Would be easy to crush them all if universities spend like .001% of their sports budget on such matters.
I assumed it was Axact at first, but I thought they were in Pakistan and these individuals seem to be in Panama.
Oh, you know, in the old days, about 20 years ago, Axact's sites were hosted on US servers but registered to someone with a fake name (quite often the names of famous Pakistani cricket players) in Room 202, Block 2, Almas Heights, Karachi, Pakistan. Later, it was US servers, GoDaddy, and the address was 15111 North Hayden Road, Scottsdale, Arizona. After that, many of the sites were hosted on Dutch servers for a couple of years, and nowadays it's mainly Russian servers, with hosting companies providing what is referred to as bulletproof hosting. Axact is a Pakistan based company, but this doesn't mean they don't use services overseas. Of the many bank accounts used by Axact for payment for degrees, at least 50 were/are in US banks. And many subsidiary companies are registered elsewhere. People who bought degrees from some Axact schools a few years back made their payments through a company called GESFWA, Global Education Support Forum for Working Adults, conveniently registered in Cyprus and to Shoaib Ahmad Shaikh, the CEO of Axact. https://cyprusregistry.com/companies/HE/285810
Of course, "Boston Coast University" caught my eye, so I checked out their website. The listed address (280 Back Street) isn't really a street at all, and has no numbers attached to it, it's a narrow back alley that runs parallel to Storrow Drive along the Charles River and Esplanade. A large portion of it is parallel to Bay State Road, and (interestingly) runs behind multiple brownstones, with Bay State Road addresses, owned and used as offices and student housing by Boston (non-Coast) University, the real one on Commonwealth Avenue.

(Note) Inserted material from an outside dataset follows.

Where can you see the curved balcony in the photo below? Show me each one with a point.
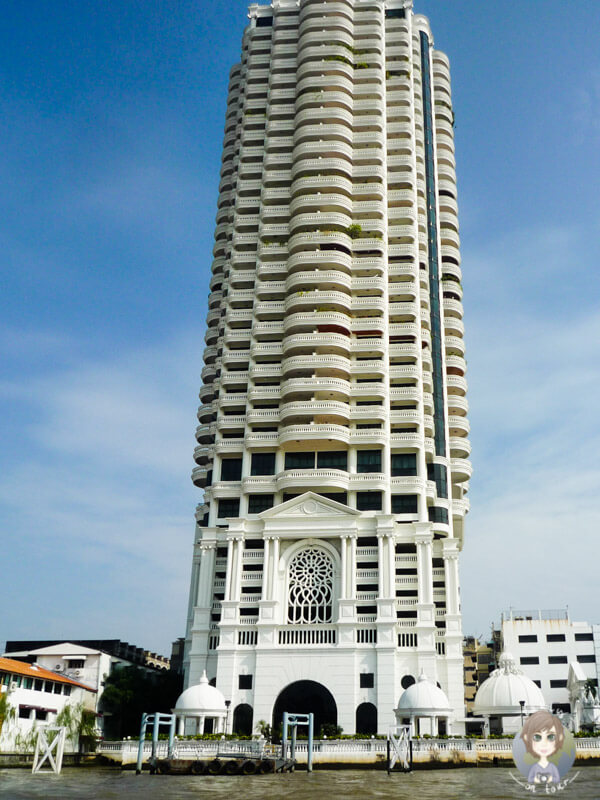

Axact has sold an estimated 9 million degrees but the money doesn't come from that alone. First, there's the purchase of a degree. The customer is often offered a discount or a "scholarship", many of the more recent sites offer the Joe Biden Scholarship Program. Then comes the upsell: a while after the purchase of the degree, the customer is contacted by an Axact salesperson, offering an upgrade to a more "prestigious" university. If the customer turns down the offer, the extortion begins. The salesperson will tell the customer that unless he/she pays a fee, they will pass on information to the authorities in the customers home country that he/she has bought a degree from a fictitious university. Sometimes customers are forced to pay for "legalisation" of the documents. Individual victims have lost millions this way.
Not so easy with Axact, since the company appears to have full support from the judiciary and the ISI, the secret service in Pakistan.